Phoebe: I´m very sorry to say there´s actually not much out there, and I have looked very hard for something. Glitch UK are a wonderful organization and charity who do a lot of online work to make online spaces safe for people. If it’s something around sexual violence and sexual imagery – which I also have experience with – then I´m going to plug my own organization: The Speak Up Space are here to talk about that. We talk to people who experience cyber harassment, as well as public harassment. It´s hard, as there´s not really anything specific, and that’s part of the problem.
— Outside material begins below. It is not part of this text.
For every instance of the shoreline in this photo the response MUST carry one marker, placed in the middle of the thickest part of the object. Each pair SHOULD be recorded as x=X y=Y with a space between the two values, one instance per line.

One thing I would say is, go to the police. If someone is inciting you to hurt yourself, or to violence, or creating slander, or harassing you, or abusing you online – it fits the description of a crime, and something will be done about it. It is valid abuse, and the aftermath of it is horrific. My stress levels have gone up, it has such an overwhelming effect. 

Carmen: I guess that’s why having these kinds of conversations are critical, because although we have cyberbullying talks at school, they´re not really in-depth? And we´re never taught how to respond at a practical level?

Phoebe: Yes, that’s exactly it. And because when cyberbullying happens in schools, it’s usually dealt with internally, it’s not an external issue. But sometimes you hear news stories about students who have ended their lives, and it just makes you wonder, how has this just been allowed by social media platforms and schools? 

Its lack of awareness as well, because it’s online people just tell you to block or go on private or censor yourself. That’s basically what they say, they tell you to censor yourself! And the whole point is, we shouldn’t have to! There’s so many factors to this, and I really think its something that has been generally neglected by our society as a whole, just because its online. But it doesn´t make me or anyone feel any safer. For example, if someone was to say some of these things to me in the street, they would be arrested. But as it’s online, it’s not taken seriously! 

Carmen: As you said, it’s a very complex and challenging issue. I think it’s very important to start having these conversations, and as you said before, it’s very tiring and overwhelming work! My final question is a bit different, but I was wondering if you had any hobbies or activities which help you unwind or take your mind off this involvement?

Phoebe: I do, and I would recommend to everyone doing a hobby or activity somewhere where people can´t comment: a safe space is very important! For example, I play bass, and it takes my mind off things – and I’m just there with the music, just playing. It brings me so much joy, as I love music! Just doing something you enjoy, no matter how silly that might be! Also, just dressing up in nice clothes, and watching films – especially during the pandemic, it’s quite nice to hear another voice in the room!